47 responses to “Poppy and Pie”

  1. I was wondering where you were! Glad all is in hand, and with a lovely homemade pie at that! Have a wonderful day!

  2. OMG That pie has me swallowing and swallowing it is SOOO delicious sounding and delicious looking.
    Oh I hope everything goes well for dear little Poppy. Well she IS little in comparison to Sheila. I love that you have a peephole. Thank God you don’t have to worry about the sou ds of fireworks. In Chicago it is an abomination to the poor dogs and cats, birds and all sensitive creatures who are forced to endure the terror.

  3. Count down has just begun… – Hope that all goes well with poppy & birth…
    I’d like to have one pie like this – right now.
    And I hope you can take a little rest today, you have earned it very much.
    Have a nice day, Celi.

  4. I have never heard of making lemon meringue pie with condensed milk and cookies! We make it with a lemon curd made from egg yolks, sugar, butter and lemons and then use the whites for the meringue. We also make a lemon sponge pie which has the whites folded into the curd. Wish I could stop by to taste your version…

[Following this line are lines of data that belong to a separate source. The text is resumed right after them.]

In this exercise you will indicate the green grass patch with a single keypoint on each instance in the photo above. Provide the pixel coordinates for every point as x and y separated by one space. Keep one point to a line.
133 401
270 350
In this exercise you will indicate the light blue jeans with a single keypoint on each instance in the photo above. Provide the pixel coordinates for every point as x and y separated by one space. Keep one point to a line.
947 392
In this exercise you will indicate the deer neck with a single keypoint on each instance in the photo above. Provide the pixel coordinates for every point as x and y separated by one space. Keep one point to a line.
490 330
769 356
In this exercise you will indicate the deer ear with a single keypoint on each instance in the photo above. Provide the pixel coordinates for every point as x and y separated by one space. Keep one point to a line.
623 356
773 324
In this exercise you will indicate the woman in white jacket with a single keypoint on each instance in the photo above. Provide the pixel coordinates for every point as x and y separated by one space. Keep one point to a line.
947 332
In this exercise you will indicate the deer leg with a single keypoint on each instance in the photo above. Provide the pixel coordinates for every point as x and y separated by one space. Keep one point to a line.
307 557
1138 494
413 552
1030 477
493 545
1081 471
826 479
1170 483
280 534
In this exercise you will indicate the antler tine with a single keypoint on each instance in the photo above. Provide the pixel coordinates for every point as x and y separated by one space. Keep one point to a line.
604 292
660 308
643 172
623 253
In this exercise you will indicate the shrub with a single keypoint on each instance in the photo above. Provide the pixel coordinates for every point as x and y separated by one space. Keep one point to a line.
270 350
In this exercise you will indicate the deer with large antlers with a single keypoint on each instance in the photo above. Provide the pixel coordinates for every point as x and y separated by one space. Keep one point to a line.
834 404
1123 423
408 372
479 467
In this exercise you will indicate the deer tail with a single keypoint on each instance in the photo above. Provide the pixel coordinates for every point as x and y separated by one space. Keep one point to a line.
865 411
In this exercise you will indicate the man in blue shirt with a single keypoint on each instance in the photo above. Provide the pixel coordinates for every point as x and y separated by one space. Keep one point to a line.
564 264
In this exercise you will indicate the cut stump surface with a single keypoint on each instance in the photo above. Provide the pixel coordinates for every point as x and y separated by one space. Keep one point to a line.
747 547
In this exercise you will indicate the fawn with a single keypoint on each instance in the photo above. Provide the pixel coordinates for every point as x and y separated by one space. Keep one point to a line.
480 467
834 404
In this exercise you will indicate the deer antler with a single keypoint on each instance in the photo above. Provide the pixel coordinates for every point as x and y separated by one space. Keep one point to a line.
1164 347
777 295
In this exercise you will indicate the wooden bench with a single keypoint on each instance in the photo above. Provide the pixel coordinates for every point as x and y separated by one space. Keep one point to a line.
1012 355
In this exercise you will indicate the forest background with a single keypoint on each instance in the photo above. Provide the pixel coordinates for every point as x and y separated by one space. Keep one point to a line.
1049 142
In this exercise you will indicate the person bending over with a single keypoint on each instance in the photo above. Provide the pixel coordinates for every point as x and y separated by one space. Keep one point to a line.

  5. I am wondering how your pie tastes… it looks and sounds wonderful. However, and this may not be the case with kiwi baking, for me there is a huge difference between ‘condensed milk’ and ‘sweetened condensed milk’ and I do believe you made the latter. A regular tin of condensed milk here can have water, plain water, added to it half and half to bring it back to regular milk for baking… even drinking if one is desperate, I suppose. But the sweetened condensed milk is what I have used to make the dulce de leche with; it is thick and sticky and sweet, very unlike regular condensed milk. Now you didn’t say you added sugar to the mix of egg yolks, lemon and condensed milk, so perhaps you already had that in mind. 🙂
    Having new baby piggies to fawn over will be exciting, specially for the Cadet. For some reason, I am today remembering how Johnny Carson (of Tonight Show fame) had a long running debate with his side kick, Ed McMahan (don’t know how to spell it, sorry) about how pigs were the most intelligent of animals, more so than dogs or cats or any others. I think Ed used to argue that horses were the more intelligent… but Johnny Carson was convinced it was piggies. Not terribly relevant but fun, nonetheless… heh heh
    Hope it is staying dry and sunny for you today! ~ Mame 🙂

    • What you are calling “condensed milk” is called “evaporated milk” in the U.S. But obviously, the pie is being made with sweetened condensed milk, or a homemade version thereof. I absolutely can’t speak for the New Zealand usage.

        • Yes, Mum just wrote condensed milk which in my memory was always sweetened. This recipe only uses a small amount of the one I made so is not as sweet as it sounds – with half a cup of lemon juice in there. And yes the evaporated milk is the unsweetened camping version of milk and quite dreadful!. And interesting discussion though.. c

      • Ahhhhh, thanks so much for the explanation! I have always thought of evaporated and condensed to be the same thing… I guess not… lol And it must just be my mistake and not one of region because it seems English and U.S. and New Zealand all have in their minds they are quite different. Right, evaporated milk is quite disgusting in flavour but it works just wonderfully for baking and, as I don’t drink milk myself, I usually have a small supply of it on hand for that purpose. Again, thanks for the clarity 🙂

  6. I have my mother’s old cookbooks. The cookbooks themselves are nothing special – it’s the recipe cards tucked in, some in her writing, some for our dear friend Mildred’s pickles. Some much loved recipes like Hand Me Down Chocolate Cake, much loved and stapled into the cake book. These are the recipes I love the most. I suppose I could pull them out of the books and tuck them into my own book. Some I’ve sorted into the digital age. But there is something special about those written down on cards with Mom’s notes that makes them so much more valuable.